Simply because a school ranked high on a list does not mean it will give your child the best education. Supporting this, the Center for College Affordability and Productivity found that Ivy-league professors don’t rate the highest. Whether because they are more focused on their graduate students or their own research, students at Ivy-league schools don’t appear to connect with their professors in the same way students at other institutions seem to do. This is crucial because a Gallop poll found that the most correlated factor to college graduates’ ability to find fulfilling employment was having felt emotionally supported at school, frequently in the form of bonding with a professor and finding a niche within the college’s culture. Moreover, it is not just those professors with whom your child develops a memorable relationship that is key. Even those professors who don’t become a mentor or friend are crucial to your child’s success. Research shows that students with present and effective professors outperform students who lack similarly talented professors. This sense of investment on the part of their teachers, coupled with school culture and the the quality of the department, makes for the perfect foundation for student excellence, fulfillment, and success. 
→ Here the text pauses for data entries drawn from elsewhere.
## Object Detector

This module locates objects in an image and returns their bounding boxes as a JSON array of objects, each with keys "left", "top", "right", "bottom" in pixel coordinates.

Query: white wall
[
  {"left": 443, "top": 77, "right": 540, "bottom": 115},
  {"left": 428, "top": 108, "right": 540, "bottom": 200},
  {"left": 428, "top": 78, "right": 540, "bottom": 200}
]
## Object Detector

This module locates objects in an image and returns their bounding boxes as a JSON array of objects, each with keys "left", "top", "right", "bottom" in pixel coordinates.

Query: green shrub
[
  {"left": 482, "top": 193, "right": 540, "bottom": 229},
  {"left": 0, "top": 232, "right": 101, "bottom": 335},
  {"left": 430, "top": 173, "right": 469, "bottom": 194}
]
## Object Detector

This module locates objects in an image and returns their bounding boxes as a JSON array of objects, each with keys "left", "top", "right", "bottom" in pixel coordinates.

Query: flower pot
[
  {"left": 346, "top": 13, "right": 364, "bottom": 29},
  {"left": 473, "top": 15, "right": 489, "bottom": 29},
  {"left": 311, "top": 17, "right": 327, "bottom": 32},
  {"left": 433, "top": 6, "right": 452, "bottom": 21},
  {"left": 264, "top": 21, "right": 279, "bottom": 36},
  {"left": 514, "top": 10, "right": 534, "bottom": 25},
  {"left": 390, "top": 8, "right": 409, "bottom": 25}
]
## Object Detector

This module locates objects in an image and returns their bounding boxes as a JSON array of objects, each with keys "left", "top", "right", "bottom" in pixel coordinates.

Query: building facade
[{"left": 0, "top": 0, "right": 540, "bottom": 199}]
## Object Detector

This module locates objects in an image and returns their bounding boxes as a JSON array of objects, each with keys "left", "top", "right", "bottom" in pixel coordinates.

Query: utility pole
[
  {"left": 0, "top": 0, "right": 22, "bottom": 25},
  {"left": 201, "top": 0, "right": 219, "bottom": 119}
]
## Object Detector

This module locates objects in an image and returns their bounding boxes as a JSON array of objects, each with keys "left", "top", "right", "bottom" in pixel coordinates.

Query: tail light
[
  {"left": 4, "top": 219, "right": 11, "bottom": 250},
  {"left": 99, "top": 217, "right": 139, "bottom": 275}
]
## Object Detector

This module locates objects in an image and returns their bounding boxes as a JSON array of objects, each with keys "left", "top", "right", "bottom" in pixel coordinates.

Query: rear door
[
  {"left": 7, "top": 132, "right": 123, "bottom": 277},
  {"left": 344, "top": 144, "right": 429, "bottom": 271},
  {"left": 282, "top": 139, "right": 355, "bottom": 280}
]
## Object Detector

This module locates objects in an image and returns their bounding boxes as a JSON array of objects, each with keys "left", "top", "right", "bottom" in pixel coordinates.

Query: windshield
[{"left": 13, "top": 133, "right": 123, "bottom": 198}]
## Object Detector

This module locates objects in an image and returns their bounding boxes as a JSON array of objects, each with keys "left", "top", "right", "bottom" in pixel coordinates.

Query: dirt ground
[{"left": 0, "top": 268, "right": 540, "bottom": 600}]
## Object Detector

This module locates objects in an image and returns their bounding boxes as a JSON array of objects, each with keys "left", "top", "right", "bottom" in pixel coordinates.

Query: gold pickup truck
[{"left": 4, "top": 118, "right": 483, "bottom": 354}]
As much as they can appear to be easily-mentioned platitudes, an appropriate school culture and climate are vital for your child’s academic prosperity and happiness. A positive climate empowers your child to push themselves without fear of failure, to accept challenges from which they might otherwise shirk, and to try new things that can end up enriching their life. In contrast, a toxic culture can breed apathy, exclusivity, and complacency. What contributes to climate can include things such as the presence of Greek life, the level of school spirit and support for athletics, the diversity of the student body, available programs for studying abroad, and much more. The blend of these characteristics that best fits your child is wholly unique, but they are important enough that they merit careful consideration. 

It is easy to be beguiled by a school’s notoriety, but with admissions rates at these institutions in the single digits and entrance nearly impossible even for tip of the spear students, attempted applications to them based solely on their assumed merit can be a humbling and heartbreaking experience for a 17 year old. With this in mind, whether Ivys stay or go from your child’s final list, try and blindly weigh each school on a myriad of key factors which dovetail with your child’s specific aspirations and dreams. Cliche or not, it is not so much where you go to school but what you do, accomplish, and feel when there.